Question

Exploring cross-cancer similarity using SNP or variant data with deep learning

0

Entering edit mode

6 days ago

Pranava ▴ 30

Hello everyone,

I’ve been thinking about an approach that looks at shared genomic patterns across different cancers. The idea is to use germline or somatic SNP data (from sources like TCGA or PCAWG) and train a deep learning model to learn latent embeddings of cancer genomes.

The goal is not classification but to see whether cancers that share underlying pathways or mutation signatures cluster together in the embedding space.

Most pan-cancer studies I’ve found use gene expression, somatic mutation frequency, or methylation data. I haven’t seen much that uses raw SNP or germline variant data. I’m wondering if there are known reasons why this is uncommon.

Is it because of data availability or privacy limits for germline data, the dimensionality of SNP features, or something biologically weaker about the signal?

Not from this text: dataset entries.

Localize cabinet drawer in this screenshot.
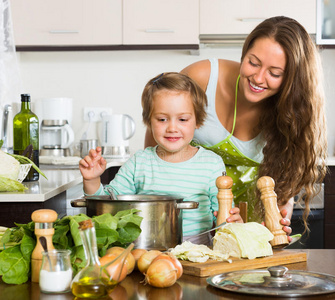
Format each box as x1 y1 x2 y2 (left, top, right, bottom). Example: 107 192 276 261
11 0 122 46
123 0 199 45
200 0 316 34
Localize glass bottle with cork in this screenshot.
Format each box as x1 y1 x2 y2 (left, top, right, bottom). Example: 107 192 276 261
13 94 39 181
71 219 134 299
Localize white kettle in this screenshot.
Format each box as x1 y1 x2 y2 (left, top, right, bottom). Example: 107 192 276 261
100 114 135 158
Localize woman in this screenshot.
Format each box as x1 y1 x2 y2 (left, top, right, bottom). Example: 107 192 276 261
145 17 327 235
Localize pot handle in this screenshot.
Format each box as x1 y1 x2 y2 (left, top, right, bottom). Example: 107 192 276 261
71 198 87 207
177 201 199 209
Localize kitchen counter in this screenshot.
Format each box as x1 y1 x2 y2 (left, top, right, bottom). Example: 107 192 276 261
0 160 125 227
0 249 335 300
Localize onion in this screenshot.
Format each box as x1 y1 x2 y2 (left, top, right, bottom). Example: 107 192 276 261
131 249 148 270
106 247 135 275
100 254 127 282
137 250 162 274
145 259 177 288
152 252 183 279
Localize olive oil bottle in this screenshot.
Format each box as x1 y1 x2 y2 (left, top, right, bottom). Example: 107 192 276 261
13 94 39 181
71 219 107 299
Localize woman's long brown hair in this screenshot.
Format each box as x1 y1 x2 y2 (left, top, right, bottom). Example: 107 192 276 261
241 17 327 229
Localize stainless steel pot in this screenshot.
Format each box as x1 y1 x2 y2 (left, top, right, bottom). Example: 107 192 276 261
71 195 199 251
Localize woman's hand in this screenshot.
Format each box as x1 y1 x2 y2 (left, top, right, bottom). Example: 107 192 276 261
214 207 243 225
79 147 107 180
79 147 107 195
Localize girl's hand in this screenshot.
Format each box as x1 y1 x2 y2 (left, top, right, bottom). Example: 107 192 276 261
262 209 292 242
280 209 292 242
79 147 107 180
214 207 243 225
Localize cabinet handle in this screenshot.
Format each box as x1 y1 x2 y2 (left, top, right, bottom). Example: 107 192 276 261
49 30 79 34
145 29 174 33
238 18 265 22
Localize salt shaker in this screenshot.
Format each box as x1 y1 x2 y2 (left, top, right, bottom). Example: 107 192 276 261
39 249 73 294
31 209 57 282
216 172 234 225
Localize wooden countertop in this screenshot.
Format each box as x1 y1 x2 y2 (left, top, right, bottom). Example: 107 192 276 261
0 160 124 203
0 249 335 300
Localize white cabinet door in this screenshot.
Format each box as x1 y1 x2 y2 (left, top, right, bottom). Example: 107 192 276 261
11 0 122 46
123 0 199 45
200 0 316 34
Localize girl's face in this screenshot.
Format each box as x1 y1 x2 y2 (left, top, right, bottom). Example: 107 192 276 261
150 90 197 162
240 38 286 103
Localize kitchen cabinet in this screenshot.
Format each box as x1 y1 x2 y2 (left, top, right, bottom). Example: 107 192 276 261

If anyone has tried something similar or knows of related work, I’d really appreciate your insights or any references.

Thank you!

tcga deep-learning snp cancer • 276 views

ADD COMMENT • link updated 19 hours ago by Kevin Blighe 89k • written 6 days ago by Pranava ▴ 30

score 0 · Answer 1 · 2025-11-06

Hi,

Your idea of using SNP data (germline or somatic) to derive latent embeddings for pan-cancer clustering is intriguing—it's a fresh angle that could uncover shared evolutionary or vulnerability patterns across tumors, beyond the usual expression or CNV-focused approaches. I've seen similar embedding strategies in other omics (e.g., scRNA-seq manifolds), but applying them to variant data for unsupervised pathway/signature clustering isn't super common yet. Let me break down why that might be, based on what I've encountered, and point to some related work.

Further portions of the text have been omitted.